Shares of Walt Disney (NYSE:DIS) surged in the first quarter as the entertainment and media giant was the top performer among all stocks on the Dow Jones Industrial Average through Q1.
Disney stock reached a 52-week high of $122 per share on March 28, up by about 35% year to date. However, it has since fallen back about 16% to its current price of around $102 per share. Disney stock is still up 16% YTD but well off its late March/ early April highs.
As we head into the second half of the year, let’s take a closer look at the outlook for Disney — and if the stock a buy right now.
Winning the Proxy Fight
Disney’s rise in the first quarter was due to several factors, including solid earnings results, gains in its struggling streaming business, a new venture for a sports-streaming service, and a victory of sorts in holding off a proxy challenge from activist investors, particularly hedge fund manager Nelson Peltz from Trian Partners.

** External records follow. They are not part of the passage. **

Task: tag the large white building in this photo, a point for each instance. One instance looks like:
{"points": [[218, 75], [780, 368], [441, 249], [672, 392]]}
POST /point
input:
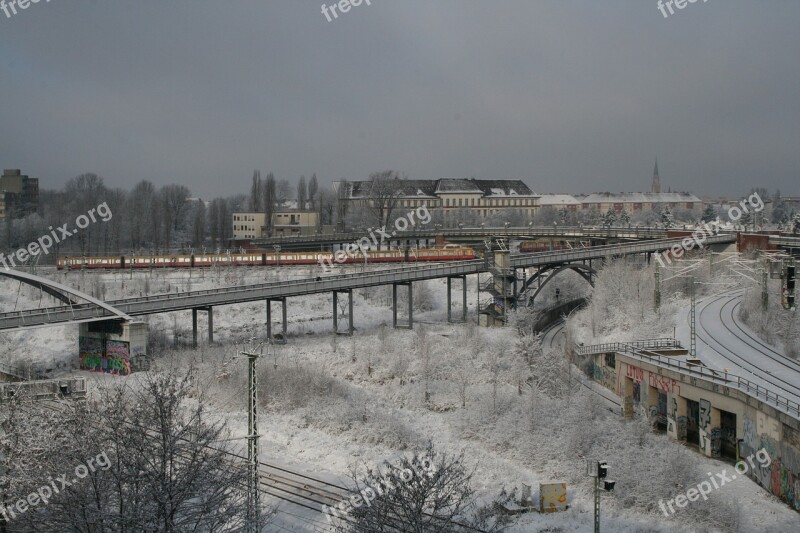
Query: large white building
{"points": [[447, 195]]}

Peltz had long been pushing for changes at Disney, mainly calling for expense reductions and improvements in the streaming business. Disney has made significant progress on both.
Now with the proxy fight in the past, investors have been hoping that Disney might enjoy easier sailing going forward, but that has not been the case.
Stock Price Drops from 52-Week Highs
After the company released its fiscal second-quarter earnings results on May 7, its stock tanked about 9%, tumbling to about $105 per share, and it kept dropping from there.
Disney posted another decent quarter that beat earnings estimates. However, its revenue was only up 1% year over year, and it had a net loss of 1 cent per share. Those lackluster numbers may have spooked investors, but if you look inside the numbers, it seems like an overreaction.
Disney’s adjusted EPS, which excludes goodwill impairments, was $1.21 per share, up 30% year over year. While the company’s overall revenue growth was muted, the direct-to-consumer (DTC) streaming business reported a $47 million operating profit. That streaming business is a critical business line and has been a major drag on Disney’s earnings for some time, as evidenced by the $587 million loss in the same quarter a year ago.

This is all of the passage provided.